Keywords

HIV, Panoramic radiography, Fractals, Bone density

Introduction

The human immunodeficiency virus (HIV) is a retrovirus that infects immune system cells, primarily CD4+ T cells, leading to their destruction or functional impairment [1]. This process results in the progressive weakening of the immune system, ultimately causing immunodeficiency and increasing the individual's susceptibility to opportunistic infections [2].

Among the metabolic changes associated with HIV and antiretroviral therapy (ART), the reduction in bone quality (osteopenia or osteoporosis) is particularly significant. Such changes can compromise bone microarchitecture, increase bone fragility, and elevate fracture risk [3], with long-term effects that contribute to higher morbidity in individuals with HIV [4]. It is now recognized that multiple factors, including smoking, low body mass index, and alcohol abuse, contribute to the lower bone mineral density observed in individuals with HIV [5].

The monitoring and screening of bone health with HIV are essential, not only due to the high prevalence of osteopenia and osteoporosis in this population but also because of the additional complications that can result from fractures and other bone injuries. Early identification of these changes can enable preventive and more effective interventions, ultimately improving overall health outcomes for these individuals [4,6].

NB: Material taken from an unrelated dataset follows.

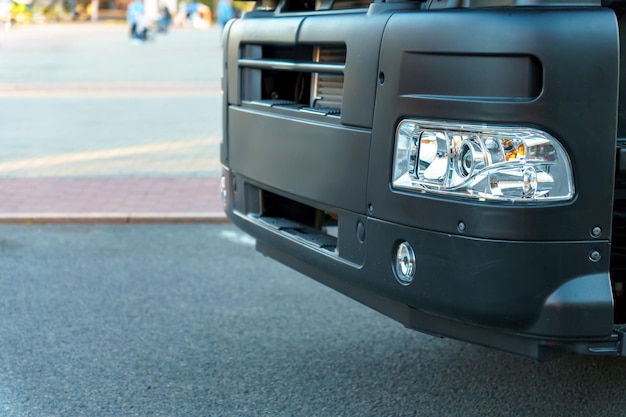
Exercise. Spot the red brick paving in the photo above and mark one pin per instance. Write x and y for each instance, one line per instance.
(110, 199)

Dual-Energy X-ray Absorptiometry (DEXA) is the gold standard for diagnosing osteoporosis or osteopenia. As a systemic bone disease, osteoporosis also affects the bone density and structure of the jaws [7]. Consequently, some authors suggest using panoramic radiographs as an auxiliary diagnostic tool for osteoporosis by analyzing jawbone patterns and their radiomorphometric indices [8,9].

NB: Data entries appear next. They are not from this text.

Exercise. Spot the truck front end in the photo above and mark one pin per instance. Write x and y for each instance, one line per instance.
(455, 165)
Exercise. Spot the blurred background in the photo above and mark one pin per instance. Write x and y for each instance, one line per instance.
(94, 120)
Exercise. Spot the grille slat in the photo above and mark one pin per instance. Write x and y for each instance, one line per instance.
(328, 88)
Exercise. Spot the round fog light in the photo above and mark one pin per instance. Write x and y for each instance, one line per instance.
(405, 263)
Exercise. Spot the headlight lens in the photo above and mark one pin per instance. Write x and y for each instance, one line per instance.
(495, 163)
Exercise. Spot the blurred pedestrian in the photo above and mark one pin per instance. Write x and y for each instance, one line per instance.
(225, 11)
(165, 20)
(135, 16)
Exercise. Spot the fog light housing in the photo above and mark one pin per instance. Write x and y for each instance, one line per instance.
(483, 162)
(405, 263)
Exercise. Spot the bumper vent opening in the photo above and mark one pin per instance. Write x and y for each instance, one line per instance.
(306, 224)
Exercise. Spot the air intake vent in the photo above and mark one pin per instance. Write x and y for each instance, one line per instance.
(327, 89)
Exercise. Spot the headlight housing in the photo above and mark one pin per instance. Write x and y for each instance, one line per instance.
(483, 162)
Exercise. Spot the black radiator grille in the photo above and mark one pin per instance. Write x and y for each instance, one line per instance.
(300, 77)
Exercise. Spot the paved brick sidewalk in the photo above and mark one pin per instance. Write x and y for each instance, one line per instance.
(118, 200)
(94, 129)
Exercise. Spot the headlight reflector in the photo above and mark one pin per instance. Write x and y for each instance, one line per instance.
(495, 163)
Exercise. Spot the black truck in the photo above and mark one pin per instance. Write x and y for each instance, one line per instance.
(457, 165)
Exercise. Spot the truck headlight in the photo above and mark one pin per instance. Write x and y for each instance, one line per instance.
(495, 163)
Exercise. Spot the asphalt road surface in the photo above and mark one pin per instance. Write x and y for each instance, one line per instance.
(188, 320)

Among the radiomorphometric indices frequently cited as indicators of decreased bone density is the Mandibular Cortical Index (MCI), derived from the Klemetti method, which assesses the resorption level of the mandibular cortical bone [10]. Additionally, the measurement of mandibular cortical thickness (Mental Index) and the visualization of specific anatomical structures in the facial bones also serve as indicators.

Fractal analysis has become widely used in image studies. Unlike conventional geometry, this mathematical method evaluates shapes that exhibit self-similarity across different scales and is applied to analyze irregular and complex structures [11]. In dentistry, fractal analysis has been employed to measure bone mineral density and to evaluate bone patterns in the jaws, showing potential as a non-invasive and quantitative method for predicting bone changes, such as osteopenia and osteoporosis [12].

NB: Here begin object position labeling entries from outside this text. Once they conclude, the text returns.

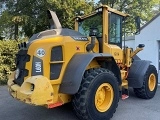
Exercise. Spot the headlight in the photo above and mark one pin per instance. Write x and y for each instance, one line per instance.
(17, 73)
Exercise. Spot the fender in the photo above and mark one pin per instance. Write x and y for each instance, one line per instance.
(76, 67)
(137, 72)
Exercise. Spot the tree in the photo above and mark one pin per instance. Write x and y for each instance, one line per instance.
(32, 18)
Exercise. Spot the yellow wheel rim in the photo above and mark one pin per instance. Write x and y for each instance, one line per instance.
(152, 82)
(104, 97)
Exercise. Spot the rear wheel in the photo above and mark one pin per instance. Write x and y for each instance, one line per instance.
(98, 96)
(150, 81)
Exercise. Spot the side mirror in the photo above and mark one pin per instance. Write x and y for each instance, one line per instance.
(93, 32)
(137, 22)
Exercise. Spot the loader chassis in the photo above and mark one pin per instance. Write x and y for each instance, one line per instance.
(87, 66)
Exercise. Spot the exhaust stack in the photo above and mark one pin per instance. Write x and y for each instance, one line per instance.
(53, 20)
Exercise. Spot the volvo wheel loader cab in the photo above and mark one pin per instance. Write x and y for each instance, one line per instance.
(87, 66)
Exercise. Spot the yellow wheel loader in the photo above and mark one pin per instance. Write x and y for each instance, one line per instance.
(87, 66)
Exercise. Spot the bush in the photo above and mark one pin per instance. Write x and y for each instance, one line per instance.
(8, 49)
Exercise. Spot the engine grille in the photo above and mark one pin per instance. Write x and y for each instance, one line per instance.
(21, 58)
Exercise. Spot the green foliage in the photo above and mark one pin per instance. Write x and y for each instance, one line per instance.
(8, 49)
(32, 18)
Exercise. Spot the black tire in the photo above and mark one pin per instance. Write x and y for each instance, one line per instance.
(144, 92)
(84, 101)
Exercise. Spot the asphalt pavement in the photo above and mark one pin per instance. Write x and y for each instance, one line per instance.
(132, 108)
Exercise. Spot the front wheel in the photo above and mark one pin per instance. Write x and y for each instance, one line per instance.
(98, 96)
(150, 81)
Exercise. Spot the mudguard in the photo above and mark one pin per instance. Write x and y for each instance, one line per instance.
(137, 72)
(74, 72)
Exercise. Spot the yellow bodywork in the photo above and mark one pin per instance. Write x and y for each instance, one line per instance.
(46, 91)
(40, 90)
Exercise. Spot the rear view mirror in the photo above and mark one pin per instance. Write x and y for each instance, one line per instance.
(137, 22)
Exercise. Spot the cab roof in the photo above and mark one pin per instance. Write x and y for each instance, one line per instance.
(107, 8)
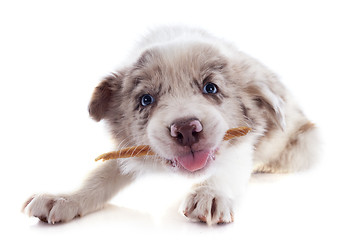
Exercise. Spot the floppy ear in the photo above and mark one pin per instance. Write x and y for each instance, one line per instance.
(103, 95)
(269, 100)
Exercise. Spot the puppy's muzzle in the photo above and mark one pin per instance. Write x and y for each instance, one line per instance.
(186, 132)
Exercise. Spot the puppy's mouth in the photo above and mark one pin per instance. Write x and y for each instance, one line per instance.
(193, 161)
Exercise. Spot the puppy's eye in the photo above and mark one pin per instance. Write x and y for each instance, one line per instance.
(146, 99)
(210, 88)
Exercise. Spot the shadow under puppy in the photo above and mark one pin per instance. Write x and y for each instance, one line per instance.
(179, 92)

Radiomorphometric indices and fractal analysis offer a complementary, low-cost alternative to DEXA, particularly where access is limited or rapid assessment is needed. Although no prior studies have examined their use in HIV-positive populations, this study evaluated panoramic radiographs of HIV-positive and HIV-negative individuals, focusing on bone alterations, qualitative indices, soft tissue calcifications, and fractal dimension.

Materials and Methods

This study was approved by the Research Ethics Committee of the Faculty of Dentistry at the Federal University of Bahia (Date: 12/18/2016 / No: 43201115.0.0000.5024), in accordance with the ethical standards of the 1964 Helsinki Declaration and its later amendments. It was a retrospective, cross-sectional, quantitative study. The initial sample consisted of 210 panoramic radiographs from HIV-positive (test group) and HIV-negative (control group) individuals. A sample size calculation was undertaken by using software (version: 7.2.4.0; Statcalc, Epi InfoTM, Division of Health Informatics & Surveillance [DHIS], Center for Surveillance, Epidemiology & Laboratory Services [CSELS]). On the basis of a population size of 125 subjects, an expected frequency of 50%, acceptable margin of error of 5% and 95% confidence level, this calculation showed that 94 subjects were necessary for the study. Inclusion criteria required that the panoramic radiographs provided clear visualization of all regions of interest, including the full extent and anatomical structures of the maxilla and mandible. Consequently, images lacking the necessary regions, images with mandibular lesions, or individuals with a history of systemic diseases that could affect analysis were excluded. The final sample comprised 200 panoramic radiographs, with 103 in the test group (51.5%) and 97 in the control group (48.5%).

The images were acquired using the same device at a single imaging center (CS 8000, Carestream Dental, Rochester, NY, USA), with settings of 76 kV and 10 mA and an exposure time of 12.3 seconds. To standardize image quality and minimize potential distortions, patients were carefully positioned in the device, and acquisition planes were set (Frankfurt Plane parallel to the Horizontal Plane; Mid-Sagittal Plane perpendicular to the Horizontal Plane).

The images were analyzed in a blinded manner by six observers with expertise in Oral and Maxillofacial Radiology. The visibility of specific anatomical structures in the craniofacial region, including the mandibular canals, mental foramina, and cortical bones of the maxillary sinuses, was evaluated on both sides. Visibility was categorized as fully visible, partially visible, or not visible (Figure 1).

For the Mandibular Cortical Index, three classifications were considered: C1 (the endosteal margin of the mandibular cortex appeared visibly smooth), C2 (the endosteal margin exhibited semilunar defects or lacunar resorption), and C3 (the cortical bone showed evident endosteal residues and appeared porous) (Figure 2). Additionally, the thickness of the mandibular cortices (Mental Index) on both sides was measured using Studio 3 Software (Radio Memory, Belo Horizonte, Brazil). Images were imported into the software in digital format to maintain original quality and resolution. Linear measurements were conducted using the software's calibrated virtual rulers. These measurements were taken by measuring the distance from a line drawn through the center of the mental foramen to a perpendicular line intersecting the mandibular border (Figure 3).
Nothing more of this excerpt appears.